Augmentation des honoraires des médecins en Tunisie : un mal nécessaire ?
Le Dr Hatem El Ghazel, embryologiste tunisien et directeur du laboratoire de génétique à l’hôpital militaire de Riyad, est revenu, dans une note publiée sur sa page officielle Facebook, sur la récente polémique concernant l’augmentation des honoraires des médecins en Tunisie, entrée en vigueur le 1er janvier 2025.
« Sans exagération, l’augmentation des honoraires est la suivante : en médecine générale, les honoraires étaient compris entre 35 et 45 dinars et sont désormais situés entre 40 et 55 dinars. En médecine spécialisée, les honoraires variaient entre 50 et 70 dinars et se situent désormais entre 55 et 80 dinars… Cette révision représente donc une augmentation de 5 à 10 dinars », a-t-il indiqué.
Il a ajouté que les médecins sont tenus de respecter ces nouveaux tarifs, même s’ils expriment des réserves. Le Dr El Ghazel a observé, à travers les commentaires de nombreux collègues, un manque d’enthousiasme pour cette augmentation. Cependant, ils seront contraints de l’appliquer.
Pour quelles raisons ?
Dans ce même cadre, le Dr El Ghazel a identifié plusieurs facteurs justifiant cette révision des tarifs. Il a tout d’abord cité le taux d’inflation dépassant 7 %, qui rend nécessaire une révision des tarifs pour compenser la hausse des coûts des biens, des loyers et des services.
« Il est évident que le taux d’inflation, qui dépasse 7 % en Tunisie, rend inévitables les hausses dans tous les secteurs, y compris les biens, les loyers et les services… Étant donné que les médecins sont également concernés par cette situation, il est normal que leurs honoraires, qui n’ont pas évolué depuis deux ans, soient ajustés en conséquence », a-t-il expliqué.

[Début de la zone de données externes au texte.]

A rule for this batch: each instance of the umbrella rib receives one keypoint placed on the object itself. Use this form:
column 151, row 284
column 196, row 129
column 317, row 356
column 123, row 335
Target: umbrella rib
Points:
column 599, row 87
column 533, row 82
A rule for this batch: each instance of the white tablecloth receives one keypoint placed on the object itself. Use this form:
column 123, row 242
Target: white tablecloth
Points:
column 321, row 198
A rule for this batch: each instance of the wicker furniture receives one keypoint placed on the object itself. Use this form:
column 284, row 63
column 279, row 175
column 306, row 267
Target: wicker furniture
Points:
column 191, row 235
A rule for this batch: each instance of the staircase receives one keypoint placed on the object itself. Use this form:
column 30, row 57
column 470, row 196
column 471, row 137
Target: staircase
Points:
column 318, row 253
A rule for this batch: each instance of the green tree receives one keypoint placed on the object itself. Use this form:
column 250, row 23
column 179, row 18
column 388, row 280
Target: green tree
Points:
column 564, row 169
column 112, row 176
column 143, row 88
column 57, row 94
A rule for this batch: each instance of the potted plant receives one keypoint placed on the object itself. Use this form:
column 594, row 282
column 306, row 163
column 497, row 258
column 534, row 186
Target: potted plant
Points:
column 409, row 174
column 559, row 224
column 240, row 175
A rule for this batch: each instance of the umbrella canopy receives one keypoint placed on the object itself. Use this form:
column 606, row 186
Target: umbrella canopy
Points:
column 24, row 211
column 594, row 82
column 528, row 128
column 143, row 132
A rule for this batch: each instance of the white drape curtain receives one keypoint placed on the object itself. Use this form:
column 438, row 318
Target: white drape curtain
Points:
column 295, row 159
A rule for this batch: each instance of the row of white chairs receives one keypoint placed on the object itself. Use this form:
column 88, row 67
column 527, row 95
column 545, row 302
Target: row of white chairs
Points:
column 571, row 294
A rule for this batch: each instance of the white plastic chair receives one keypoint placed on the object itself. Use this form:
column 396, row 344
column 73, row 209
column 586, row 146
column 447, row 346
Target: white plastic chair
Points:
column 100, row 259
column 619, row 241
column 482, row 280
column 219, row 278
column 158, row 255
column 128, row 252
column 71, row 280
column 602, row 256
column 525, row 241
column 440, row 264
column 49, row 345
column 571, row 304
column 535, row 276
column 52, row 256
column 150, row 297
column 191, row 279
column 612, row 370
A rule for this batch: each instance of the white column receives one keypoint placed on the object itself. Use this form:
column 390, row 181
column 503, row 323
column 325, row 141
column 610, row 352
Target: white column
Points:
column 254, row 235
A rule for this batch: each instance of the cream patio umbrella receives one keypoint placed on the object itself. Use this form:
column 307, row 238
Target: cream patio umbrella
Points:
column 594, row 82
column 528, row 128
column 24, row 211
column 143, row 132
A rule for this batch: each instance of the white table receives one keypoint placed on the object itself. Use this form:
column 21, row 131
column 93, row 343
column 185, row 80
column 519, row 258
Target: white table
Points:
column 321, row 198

Ensuite, il a affirmé que l’impôt sur le revenu a été relevé, passant de 35 % à 40 % pour la tranche applicable aux médecins, ce qui implique que l’augmentation des honoraires servira principalement à compenser cette hausse fiscale conséquente. « En effet, aujourd’hui, 47 % du prix de la consultation est directement prélevé par l’État, sans compter les 7 % de TVA », a-t-il précisé.
« Finalement, et non moins important, il est indispensable de retenir les médecins tunisiens en garantissant un revenu minimum, afin de freiner l’exode massif que nous observons actuellement », a-t-il encore affirmé.
Des réserves…
D’un autre côté, le Dr El Ghazel a exprimé des réserves concernant cette augmentation. Il a estimé que la décision a été prise trop rapidement, sans tenir compte des circonstances économiques et sociales actuelles. De plus, l’augmentation des tarifs ne profitera pas à de nombreux médecins qui ne reçoivent que cinq ou six patients par jour.

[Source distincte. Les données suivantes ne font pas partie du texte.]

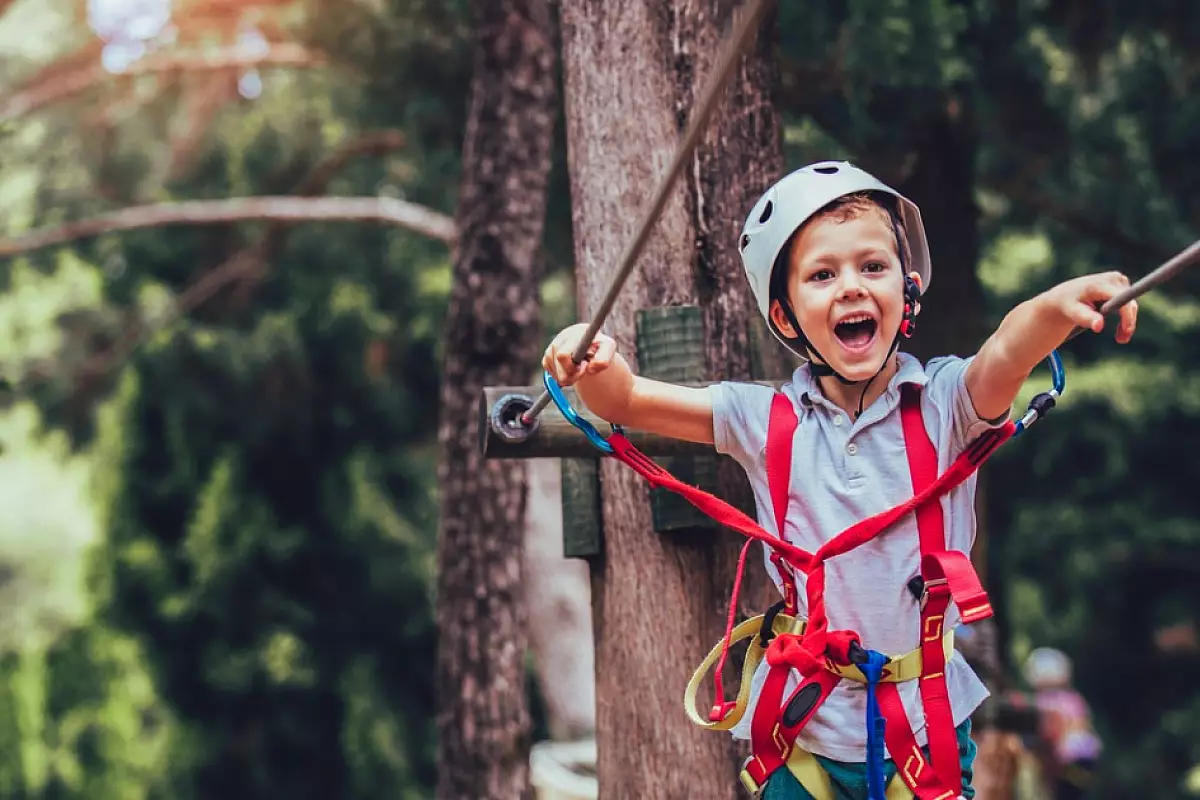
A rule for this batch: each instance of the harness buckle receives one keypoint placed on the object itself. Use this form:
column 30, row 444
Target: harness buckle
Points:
column 767, row 632
column 937, row 585
column 748, row 781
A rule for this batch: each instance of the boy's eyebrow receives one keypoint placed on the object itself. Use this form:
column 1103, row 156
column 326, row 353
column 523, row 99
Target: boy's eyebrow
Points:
column 832, row 259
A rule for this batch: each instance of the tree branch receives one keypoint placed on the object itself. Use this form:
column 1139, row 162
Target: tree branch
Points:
column 60, row 86
column 202, row 212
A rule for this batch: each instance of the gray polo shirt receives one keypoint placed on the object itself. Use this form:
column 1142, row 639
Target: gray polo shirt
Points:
column 843, row 471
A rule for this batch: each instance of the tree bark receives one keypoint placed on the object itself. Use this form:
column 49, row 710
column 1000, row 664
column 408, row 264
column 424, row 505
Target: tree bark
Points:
column 631, row 72
column 559, row 611
column 491, row 336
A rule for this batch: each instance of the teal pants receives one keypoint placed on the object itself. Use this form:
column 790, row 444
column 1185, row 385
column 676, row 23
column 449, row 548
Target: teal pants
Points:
column 849, row 781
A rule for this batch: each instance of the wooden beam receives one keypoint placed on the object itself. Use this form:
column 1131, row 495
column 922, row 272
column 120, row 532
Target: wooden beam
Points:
column 557, row 438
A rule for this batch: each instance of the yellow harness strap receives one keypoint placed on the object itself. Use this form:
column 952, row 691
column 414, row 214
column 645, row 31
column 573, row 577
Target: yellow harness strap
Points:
column 802, row 764
column 755, row 651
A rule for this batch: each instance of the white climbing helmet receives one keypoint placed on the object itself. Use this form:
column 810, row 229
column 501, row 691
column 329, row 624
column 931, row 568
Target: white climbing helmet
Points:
column 789, row 204
column 1048, row 668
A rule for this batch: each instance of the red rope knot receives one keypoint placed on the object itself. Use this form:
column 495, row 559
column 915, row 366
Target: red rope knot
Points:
column 808, row 655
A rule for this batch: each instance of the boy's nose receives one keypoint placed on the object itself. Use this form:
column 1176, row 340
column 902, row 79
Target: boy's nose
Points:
column 852, row 284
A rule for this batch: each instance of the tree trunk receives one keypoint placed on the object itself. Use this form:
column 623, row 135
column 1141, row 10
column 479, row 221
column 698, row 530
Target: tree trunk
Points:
column 631, row 72
column 559, row 611
column 491, row 336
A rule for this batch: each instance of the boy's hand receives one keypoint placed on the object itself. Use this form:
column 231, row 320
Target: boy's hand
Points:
column 1079, row 301
column 558, row 360
column 1033, row 329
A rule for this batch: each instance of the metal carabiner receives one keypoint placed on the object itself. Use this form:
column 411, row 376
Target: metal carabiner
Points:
column 573, row 416
column 1042, row 403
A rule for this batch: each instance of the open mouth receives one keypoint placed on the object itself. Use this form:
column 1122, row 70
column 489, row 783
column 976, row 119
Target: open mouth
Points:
column 856, row 332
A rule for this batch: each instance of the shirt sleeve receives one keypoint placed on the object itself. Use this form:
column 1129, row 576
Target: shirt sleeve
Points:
column 741, row 414
column 947, row 389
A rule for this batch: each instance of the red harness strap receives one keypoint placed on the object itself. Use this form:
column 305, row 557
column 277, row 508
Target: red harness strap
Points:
column 948, row 575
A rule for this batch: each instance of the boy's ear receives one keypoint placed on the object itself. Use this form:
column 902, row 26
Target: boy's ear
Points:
column 916, row 304
column 780, row 320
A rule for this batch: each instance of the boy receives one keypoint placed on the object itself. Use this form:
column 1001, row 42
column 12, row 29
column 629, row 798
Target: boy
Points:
column 837, row 262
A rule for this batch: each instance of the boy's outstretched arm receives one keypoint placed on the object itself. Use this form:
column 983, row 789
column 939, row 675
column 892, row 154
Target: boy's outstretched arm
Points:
column 613, row 392
column 1033, row 329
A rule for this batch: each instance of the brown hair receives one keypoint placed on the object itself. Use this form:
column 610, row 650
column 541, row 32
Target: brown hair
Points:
column 845, row 208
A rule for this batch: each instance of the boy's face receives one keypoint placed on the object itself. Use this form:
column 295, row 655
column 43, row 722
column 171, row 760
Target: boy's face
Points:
column 846, row 289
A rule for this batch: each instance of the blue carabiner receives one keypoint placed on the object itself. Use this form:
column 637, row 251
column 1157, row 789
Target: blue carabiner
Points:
column 1042, row 403
column 571, row 415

« Cette décision a été prise de manière précipitée et n’a pas suffisamment pris en compte la situation économique et sociale difficile que traverse le pays actuellement, notamment l’absence d’augmentation salariale, ce qui aurait dû appeler à davantage de prudence avant de la mettre en œuvre. Par ailleurs, et c’est là le point le plus important, l’augmentation des honoraires ne bénéficiera pas à un grand nombre de médecins, particulièrement ceux qui ne reçoivent pas plus de cinq ou six patients par jour dans leurs cabinets », a-t-il expliqué.
Face à cette situation, il a plaidé pour une réforme structurelle permettant aux médecins de consulter un plus grand nombre de patients et offrant aux citoyens des services médicaux appropriés dans le secteur privé, sans frais supplémentaires.

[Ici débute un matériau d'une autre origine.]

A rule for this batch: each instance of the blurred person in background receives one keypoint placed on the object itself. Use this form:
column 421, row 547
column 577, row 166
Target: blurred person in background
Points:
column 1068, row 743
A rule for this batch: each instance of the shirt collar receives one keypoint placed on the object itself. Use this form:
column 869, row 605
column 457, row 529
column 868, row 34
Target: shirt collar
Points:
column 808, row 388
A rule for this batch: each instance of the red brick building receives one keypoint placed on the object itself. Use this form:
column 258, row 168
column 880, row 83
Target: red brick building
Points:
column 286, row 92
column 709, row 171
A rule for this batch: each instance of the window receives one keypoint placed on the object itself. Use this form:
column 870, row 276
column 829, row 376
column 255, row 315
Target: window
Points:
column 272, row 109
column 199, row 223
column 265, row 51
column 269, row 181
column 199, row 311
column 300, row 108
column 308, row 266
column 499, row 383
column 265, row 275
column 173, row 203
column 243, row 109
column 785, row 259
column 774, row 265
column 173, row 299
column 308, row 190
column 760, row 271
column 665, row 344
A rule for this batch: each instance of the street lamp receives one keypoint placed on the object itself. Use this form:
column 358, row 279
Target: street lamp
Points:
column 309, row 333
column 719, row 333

« Je fais particulièrement référence à la médecine générale et à la médecine familiale, qui peuvent résoudre 80 % des problèmes de santé de la population… Cette réforme nécessite une nouvelle législation favorisant une coopération totale entre les secteurs public et privé, ce qui allégerait la charge des établissements publics et permettrait aux jeunes médecins de travailler dans leur pays sans être contraints à l’émigration », a-t-il encore souligné.